Pattern Matching – Make the Compiler Work for You

rubiquity · on May 3, 2014

I've recently started learning Erlang and Elixir and the feature that made me fall in love is pattern matching, combined with great support for recursion. Yes, some people will say pattern matching is just the same as if/switch statements but I think it's so much better. Pattern matching let's you push that conditional logic one level lower (similar to polymorphism and duck typing) and it makes reasoning about code so much easier.

dozzie · on May 3, 2014

Pattern matching is 1) conditional on values, 2) conditional on structure (not something you can get in imperative languages), 3) data extractor from data structures, all at the same time. Yes, it's helluva convenient. Pity it didn't make it to imperative languages (yet).

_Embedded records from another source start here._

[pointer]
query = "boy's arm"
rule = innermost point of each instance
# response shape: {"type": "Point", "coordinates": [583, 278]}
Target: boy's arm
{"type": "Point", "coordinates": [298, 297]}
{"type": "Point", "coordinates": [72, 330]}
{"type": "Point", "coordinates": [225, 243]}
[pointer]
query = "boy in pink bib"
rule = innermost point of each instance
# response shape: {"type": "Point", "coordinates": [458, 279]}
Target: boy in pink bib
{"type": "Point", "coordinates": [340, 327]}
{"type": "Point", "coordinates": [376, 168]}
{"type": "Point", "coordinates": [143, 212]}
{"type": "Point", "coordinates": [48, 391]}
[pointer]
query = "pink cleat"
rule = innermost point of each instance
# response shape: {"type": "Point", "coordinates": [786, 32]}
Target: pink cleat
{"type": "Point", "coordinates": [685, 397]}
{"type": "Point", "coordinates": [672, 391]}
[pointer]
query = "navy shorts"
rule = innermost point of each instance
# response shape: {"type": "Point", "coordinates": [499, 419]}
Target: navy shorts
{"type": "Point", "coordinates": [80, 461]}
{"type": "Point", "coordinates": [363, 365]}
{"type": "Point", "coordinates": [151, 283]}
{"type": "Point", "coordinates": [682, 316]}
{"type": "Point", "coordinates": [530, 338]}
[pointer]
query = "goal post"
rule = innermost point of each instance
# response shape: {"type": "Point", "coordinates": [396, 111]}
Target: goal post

DanWaterworth · on May 3, 2014

It's in rust.

cromwellian · on May 3, 2014

Scala has it.

_mikz · on May 3, 2014

And do they support this kind of smart warnings on unmatched possibilities?

alco · on May 3, 2014

There are no enums in Erlang and Elixir. If you have a case expression and there is no match with the given value, you'll get a run time error. This is deliberate and is part of the general approach to error handling in those languages.

Statically typed languages like Haskell and Rust require the programmer to list all possible cases when matching on a value.

IsTom · on May 3, 2014

Haskell doesn't require you to do that by default. There is a warning flag for that, but in general language is okay with defining partial functions, more so than most languages (because laziness lets you cheat death).

kibwen · on May 4, 2014

  > Statically typed languages like Haskell and Rust require 
  > the programmer to list all possible cases when matching 
  > on a value.

This isn't a consequence of static vs. dynamic, it's just a question of philosophy. In fact, Rust didn't use to require you exhaustively list out all cases, though it does today in order to help catch errors at compile-time rather than at runtime.

I should also mention that if yo don't want to list out all variants, that's easily done by using the _ pattern (the "ignore this" pattern):

  match some_direction {
      East => print("You're going east!"),
      _ => print("You're going in some direction that isn't east!")
  }

alco · on May 4, 2014

What I mean is that it's not possible in a dynamically typed language to enforce at compile time enumeration of all possible cases for a variable, the type of which will be known at run time.

dozzie · on May 3, 2014

Actually, it's done some other way. You have Dialyzer, which tells you that your case clause will never match the data you provided or the case will surely blow up because clauses didn't catch some possibility that will occur.

kyrra · on May 3, 2014

Not sure about other IDEs, but for Eclipse for Java has a warning/error flag for enum/switch issues described here.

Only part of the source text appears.